Series 4: Tax Loss Harvesting and Carryover of Capital Losses

November 9, 2022

What if you lose money on your investments? A tax loss can be a valuable asset if you use a strategy called “tax loss harvesting,” which is based on the ability to offset capital gains with capital losses so that you only pay tax on your net capital gains. However, there’s a certain sequence you have to follow when offsetting gains with losses. First, short-term losses are used to offset short-term gains, and long-term losses are used to offset long-term gains.

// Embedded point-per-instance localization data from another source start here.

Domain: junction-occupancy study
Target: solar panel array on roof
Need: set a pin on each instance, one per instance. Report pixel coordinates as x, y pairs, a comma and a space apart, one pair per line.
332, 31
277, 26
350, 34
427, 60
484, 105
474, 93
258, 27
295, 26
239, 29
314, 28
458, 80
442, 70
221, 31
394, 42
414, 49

Then, if there are any losses remaining, they can be used to offset the opposite type of gain.

For example, let’s say this year you have the following gains and losses:

  • $80 long-term gain from selling A Corp. stock;
  • $10 long-term loss from selling B Corp. stock;
  • $20 short-term gain from selling C Corp. stock; and
  • $50 short-term loss from selling D Corp. stock.

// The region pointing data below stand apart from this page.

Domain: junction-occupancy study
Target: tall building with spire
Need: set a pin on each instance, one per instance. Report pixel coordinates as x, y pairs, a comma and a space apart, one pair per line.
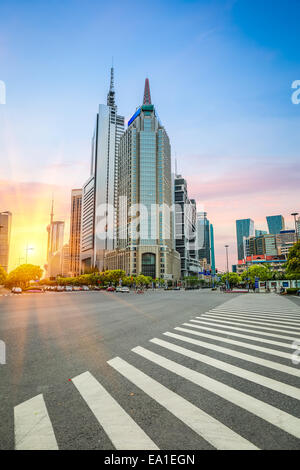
99, 193
145, 229
55, 246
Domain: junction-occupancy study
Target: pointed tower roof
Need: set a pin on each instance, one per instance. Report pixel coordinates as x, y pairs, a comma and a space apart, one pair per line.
147, 96
111, 93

You first offset your $50 short-term capital loss against your $20 short-term capital gain, resulting in a $30 net short-term loss. Then use your $10 long-term loss to offset your $80 long-term gain, resulting in a $70 net long-term gain. The $30 net short-term loss can then be applied against your $70 net long-term gain, resulting in an overall net long-term capital gain of $40.

What if you have an overall net capital loss? Up to $3,000 per year in capital losses ($1,500 if married filing separately) can be used to offset ordinary income (such as wages) in computing your tax liability. You can also carry forward any unused capital losses (i.e., above $3,000) to future tax years until they are used up. But, unfortunately, you can’t carry back your capital losses to prior tax years.

However, if you trade in and out of stocks in an effort to harvest tax losses, pay attention to the “wash sale” rule. This rule prevents you from harvesting a loss on securities you sold if you repurchase the same or substantially identical securities within 30 days before or after your sale. It also applies across your brokerage accounts, so if your investment advisor sells stock of a company at a loss in one of your accounts and you buy the same stock within 30 days in another account, your loss is still disallowed. For this reason, if you engaged in tax loss harvesting, you should consider purchasing a different replacement security.